Athletes who take short naps were shown to perform better on the field, improving their motor reaction skills and speed (4). This isn’t limited to just athletes, as we can all benefit from better reaction times and alertness in the day.

Tips For a Better Nap

  • Use a timer to not oversleep and continue your work. Experiment with times between 5-45 minutes.
  • Use a blanket because you lose body heat as you snooze
  • Keep your head elevated, preferably on the arm of a couch or stacked pillows
  • Try napping in a cool, dimly lit room. Full darkness and a warm room will cause you to fall into a deeper sleep.
  • Nap in the afternoon, typically after eating. This is the midway point of your day, so napping too early may not last you and napping too late may mess up your night sleep.
  • Drink a cup of coffee or tea right before napping. The caffeine will kick in right as you’re waking up and help you get going faster.
  • Place a pencil between your fingers. As you sleep, your fingers will relax and the pencil hitting the floor will wake you up (a good alternative if you don’t have an alarm!).

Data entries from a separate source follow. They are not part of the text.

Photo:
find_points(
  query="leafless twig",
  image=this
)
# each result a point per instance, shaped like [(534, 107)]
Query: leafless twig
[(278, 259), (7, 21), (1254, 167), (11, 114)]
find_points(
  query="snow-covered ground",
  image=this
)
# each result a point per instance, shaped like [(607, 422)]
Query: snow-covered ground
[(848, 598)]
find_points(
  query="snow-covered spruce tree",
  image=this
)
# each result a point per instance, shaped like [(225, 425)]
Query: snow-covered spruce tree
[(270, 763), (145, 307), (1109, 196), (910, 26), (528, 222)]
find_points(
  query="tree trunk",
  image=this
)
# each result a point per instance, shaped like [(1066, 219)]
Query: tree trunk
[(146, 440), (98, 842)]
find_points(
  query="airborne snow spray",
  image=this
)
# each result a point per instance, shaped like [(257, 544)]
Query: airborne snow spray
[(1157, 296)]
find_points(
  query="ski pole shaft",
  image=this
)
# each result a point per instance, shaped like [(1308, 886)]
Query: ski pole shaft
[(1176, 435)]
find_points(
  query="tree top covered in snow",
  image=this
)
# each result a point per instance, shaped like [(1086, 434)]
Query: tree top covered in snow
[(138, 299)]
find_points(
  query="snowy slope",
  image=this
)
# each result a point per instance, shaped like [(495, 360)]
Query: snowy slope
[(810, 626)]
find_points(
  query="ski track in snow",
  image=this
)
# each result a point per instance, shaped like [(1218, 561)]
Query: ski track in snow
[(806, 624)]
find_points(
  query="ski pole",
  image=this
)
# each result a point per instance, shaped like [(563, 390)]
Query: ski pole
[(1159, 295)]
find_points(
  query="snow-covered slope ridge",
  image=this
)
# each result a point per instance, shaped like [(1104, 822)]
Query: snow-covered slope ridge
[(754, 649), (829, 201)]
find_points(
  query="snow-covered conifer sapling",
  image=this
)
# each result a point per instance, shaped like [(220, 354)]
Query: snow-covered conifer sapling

The next time you’re feeling sleepy or groggy, don’t feel like taking a nap is a bad thing. If you’re body’s telling you something then it’s probably right. So be sure to listen to what it has to say!

Sources:

(1) Lovato, Nicole, and Leon Lack. “The Effects of Napping on Cognitive Function.” Human Sleep and Cognition: Basic Research. By Hans P. A. Van Dongen and G. A. Kerkhof. Amsterdam: Elsevier, 2011. 155-66. Print.

(2) Naska, Androniki, Eleni Oikonomou, Antonia Trichopoulou, Theodora Psaltopoulou, and Dimitrios Trichopoulos. “Siesta in Healthy Adults and Coronary Mortality in the General Population.” Archives of Internal Medicine 167 (2007): 296-301. US National Library of Medicine National Institutes of Health. Print.

(3) Catley, D., and C. Karlson. “Sleep and the Affective Response to Stress and Pain.” Health Psychology 26.3 (2007): 288-95. NCBI. Print.

(4) Milner, Catherine E., and Kimberly A. Cote. “Benefits of Napping in Healthy Adults: Impact of Nap Length, Time of Day, Age, and Experience with Napping.” Journal of Sleep Research (2009): n. pag. Wiley Online Library. Web. <http://onlinelibrary.wiley.com/doi/10.1111/j.1365-2869.2008.00718.x/full>.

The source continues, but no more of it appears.